Don's a great shot..he's made me look bad before. :wink:


----------



## 2413gary (Apr 10, 2008)

If Don or Bill beats me I'll have to buy one those darn Shadowcat's. just what I need is another bow
Gary


threetoe said:


> Don's a great shot..he's made me look bad before. :wink:


----------



## zestycj7 (Sep 24, 2010)

2413gary said:


> If Don or Bill beats me I'll have to buy one those darn Shadowcat's. just what I need is another bow
> Gary


I don't care who your are, thats funny right there....LOL
Don.
P.S. 
You going to be at the Tomahawk shoot at Oranco?


----------



## 2413gary (Apr 10, 2008)

Well, Gary shot 818 Sr BH. I shot 771 Female BB. He WHOOOOPED me again. Guess I better get serious. 
Yes we are going to the Tomahawk Shoot. 
Sandy


----------



## Humdinger (Apr 4, 2012)

Haha.. You two destroyed all of us at the Tomahawk!! Great Job! But my girlfriend got second to Sandy so that was cool..Only 200 points off!!! haha. There was one guy who could not believe the scores in the Trad division. I thought he was gonna pass out when he heard the 780 something! It was priceless


----------



## igorts (Apr 18, 2007)

scores will be published here
BHFS A M 853 21X. a drop from 867 with 27X (club 900). But it was first time for me


----------



## igorts (Apr 18, 2007)

Scores are posted.
I'm happy with my place -)


----------



## zestycj7 (Sep 24, 2010)

igorts said:


> Scores are posted.
> I'm happy with my place -)


I saw the scores too, I am "REAL" happy on how I finished.
Don.


----------



## igorts (Apr 18, 2007)

do they give anything to places taken?


----------



## minnie3 (Jul 28, 2009)

lots of competitors/participants in the results there.
just like to ask how this one is shot and scored.
have a good weekend and happy shooting


----------



## itbeso (Jul 6, 2005)

minnie3 said:


> lots of competitors/participants in the results there.
> just like to ask how this one is shot and scored.
> have a good weekend and happy shooting


Minnie, The 900 round is shot from 60-50-40-Yard distances. 6 arrows per end, 5 ends per distance on a 122 centimeter face. Scoring is 10-9-8-7 etc. The California state 900 round championship is held the month of September at approx. 10 different locations around the state. Due to the length of our state, we went to multiple sites to increase attendance, which usually varies in the 3-400 archer range now.
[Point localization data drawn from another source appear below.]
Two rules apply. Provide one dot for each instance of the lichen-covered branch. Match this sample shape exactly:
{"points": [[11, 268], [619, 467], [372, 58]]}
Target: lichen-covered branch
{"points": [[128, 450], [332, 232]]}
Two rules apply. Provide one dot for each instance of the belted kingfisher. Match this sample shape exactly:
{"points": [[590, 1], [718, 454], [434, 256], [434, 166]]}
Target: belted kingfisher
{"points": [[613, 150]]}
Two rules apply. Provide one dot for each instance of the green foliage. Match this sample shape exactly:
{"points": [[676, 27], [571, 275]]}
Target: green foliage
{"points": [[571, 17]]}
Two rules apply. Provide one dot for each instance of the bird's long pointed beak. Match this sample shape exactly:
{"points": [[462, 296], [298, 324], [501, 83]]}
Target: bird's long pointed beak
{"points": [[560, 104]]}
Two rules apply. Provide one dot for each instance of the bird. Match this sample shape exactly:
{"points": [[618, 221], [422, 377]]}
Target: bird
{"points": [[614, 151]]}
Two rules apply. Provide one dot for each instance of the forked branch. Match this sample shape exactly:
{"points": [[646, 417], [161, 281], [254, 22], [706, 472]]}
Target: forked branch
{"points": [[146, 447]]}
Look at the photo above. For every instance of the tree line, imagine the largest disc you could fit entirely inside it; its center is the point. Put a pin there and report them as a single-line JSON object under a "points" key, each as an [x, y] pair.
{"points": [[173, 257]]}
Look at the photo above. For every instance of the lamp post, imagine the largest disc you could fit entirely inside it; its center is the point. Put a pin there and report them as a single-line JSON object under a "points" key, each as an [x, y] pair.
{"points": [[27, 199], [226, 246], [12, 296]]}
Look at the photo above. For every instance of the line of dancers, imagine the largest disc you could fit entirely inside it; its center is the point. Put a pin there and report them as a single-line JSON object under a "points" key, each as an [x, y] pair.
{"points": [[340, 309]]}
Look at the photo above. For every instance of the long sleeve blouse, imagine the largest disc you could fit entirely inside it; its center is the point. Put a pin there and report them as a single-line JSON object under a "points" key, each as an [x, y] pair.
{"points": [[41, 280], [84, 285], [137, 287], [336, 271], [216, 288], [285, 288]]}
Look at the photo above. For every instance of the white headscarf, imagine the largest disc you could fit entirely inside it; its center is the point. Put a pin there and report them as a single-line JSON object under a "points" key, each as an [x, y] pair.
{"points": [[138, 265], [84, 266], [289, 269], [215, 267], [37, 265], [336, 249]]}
Archers can shoot at any of the sites they choose to, and in multiple styles if they choose to attend different sites on different weekends.


----------



## zestycj7 (Sep 24, 2010)

igorts said:


> do they give anything to places taken?


Awards are given out to 1st, 2nd and 3rd place.
Don.


----------



## minnie3 (Jul 28, 2009)

thanks for the reply itbeso. some impressive scores there.

i've shot the same format and scoring at a nearby club, on days when there is no 3d at my club. they call it a canberra round.


----------